The Time I Was Broken
In my early years of college, there was a December I will never forget—though not for pleasant reasons. Perhaps it was an inevitable part of my coming-of-age. As a young adult, I found myself with far more responsibilities than I had ever known as a child, and I was beginning to feel the pressures most adults carry during this season of life. I simply remember feeling—and being—rather unpleasant. While I disliked this version of myself, I had no idea how to change it.
I began with Confession—a Sacrament I love and always try to receive during the penitential season of Advent. It brought peace, but only briefly; days later, the stress crept back in.

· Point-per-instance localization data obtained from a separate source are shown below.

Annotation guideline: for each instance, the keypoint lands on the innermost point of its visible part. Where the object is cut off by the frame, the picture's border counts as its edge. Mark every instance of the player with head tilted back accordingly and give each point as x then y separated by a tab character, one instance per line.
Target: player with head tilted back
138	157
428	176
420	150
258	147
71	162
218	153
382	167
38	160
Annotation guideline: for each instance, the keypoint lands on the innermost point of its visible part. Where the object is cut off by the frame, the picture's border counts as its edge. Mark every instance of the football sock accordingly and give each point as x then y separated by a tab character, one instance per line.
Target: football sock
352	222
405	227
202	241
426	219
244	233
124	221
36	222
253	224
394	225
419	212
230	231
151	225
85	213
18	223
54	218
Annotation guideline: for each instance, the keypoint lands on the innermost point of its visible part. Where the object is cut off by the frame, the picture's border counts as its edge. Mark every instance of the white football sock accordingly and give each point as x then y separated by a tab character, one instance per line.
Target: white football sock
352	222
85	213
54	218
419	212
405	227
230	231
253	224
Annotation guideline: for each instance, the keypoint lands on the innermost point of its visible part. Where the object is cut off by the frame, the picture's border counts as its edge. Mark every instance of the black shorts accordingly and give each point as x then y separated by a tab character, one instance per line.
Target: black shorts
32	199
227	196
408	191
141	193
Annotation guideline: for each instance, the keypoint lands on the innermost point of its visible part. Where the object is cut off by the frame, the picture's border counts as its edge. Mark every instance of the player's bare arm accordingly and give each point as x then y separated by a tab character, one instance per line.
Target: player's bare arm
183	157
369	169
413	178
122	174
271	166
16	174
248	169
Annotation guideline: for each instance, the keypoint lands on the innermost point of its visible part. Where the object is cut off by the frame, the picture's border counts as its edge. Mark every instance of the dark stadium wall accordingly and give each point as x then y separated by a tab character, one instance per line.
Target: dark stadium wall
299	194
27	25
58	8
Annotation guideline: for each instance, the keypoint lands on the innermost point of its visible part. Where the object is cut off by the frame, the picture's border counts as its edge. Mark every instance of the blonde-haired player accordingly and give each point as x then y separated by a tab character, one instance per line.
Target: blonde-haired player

Then, on Christmas Eve, I attended Midnight Mass with my family. Kneeling in the dim light of the church before Mass began, I had no words—only a sinking disappointment over my lack of charity that Advent.
I’m so weak. I don’t feel worthy to be here. I don’t feel worthy to receive You, Lord.

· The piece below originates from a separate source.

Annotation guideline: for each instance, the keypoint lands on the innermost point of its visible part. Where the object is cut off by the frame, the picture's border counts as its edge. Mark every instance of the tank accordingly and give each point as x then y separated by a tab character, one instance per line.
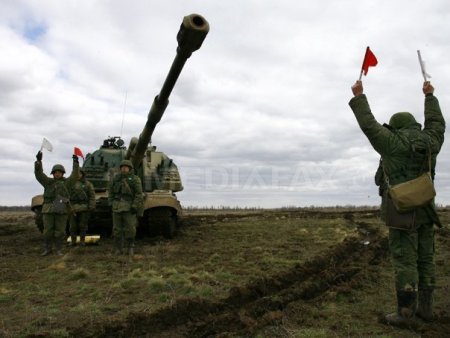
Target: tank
159	174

Then I heard it—His voice—in the stillness of my heart: That’s the reason I came.
Only five words, but I immediately understood everything they held. I did not need to hide in shame or embarrassment over my failings. He came because of my brokenness—and the brokenness of the whole world. God became man, choosing the dirt of a stable so we could be born again into divine life.
The Time There Was No Room at the Church
It was the 4 p.m. Christmas Eve Mass and our first Christmas away from the rest of our family. Knowing this was the most popular Mass for young families, we arrived nearly an hour early, hoping to secure seats. To our surprise, not only were the pews full—there was not even standing room. The church was packed, and the ushers regretfully could not let anyone else inside without breaking the fire code.
But the parish was prepared. Speakers had been set up outside so those who could not enter could still participate in Christmas Mass. Volunteers continued counting heads to ensure there would be enough hosts for everyone to receive Holy Communion.
So we stayed.
We peeked through the windows as we paced the sidewalk with our toddler. And at some point, it struck me: This is what Bethlehem must have been like.
Moving slowly with a child . . . arriving later than others . . . finding no room . . . problem-solving . . . settling for a less-than-ideal space . . . trying to keep a little one warm in the cold night air.
I started to cry. There was no room—and it was beautiful.
That Christmas Mass will always remain one of my favorite Christmas experiences, because I felt so deeply connected to the Holy Family. And at the end of it all, though things had not gone according to plan, I still received Jesus—and the night felt utterly divine.
Every December
Each year, as the burdens and strains of the holiday season mount, my faults begin to surface. The children do the very things that slow our pace and make us late, and my instinct is often to slip into a Scrooge-like frustration—until I remember his story.
Do I want to be changed, and in turn, help shape my little community for the better?
Of course I do.
And so I return to the graces of Christmases past, and above all, I return to the One Who loves me because of my weakness. In stirring up those graces, I find again the peace the world cannot give (see John 14:27).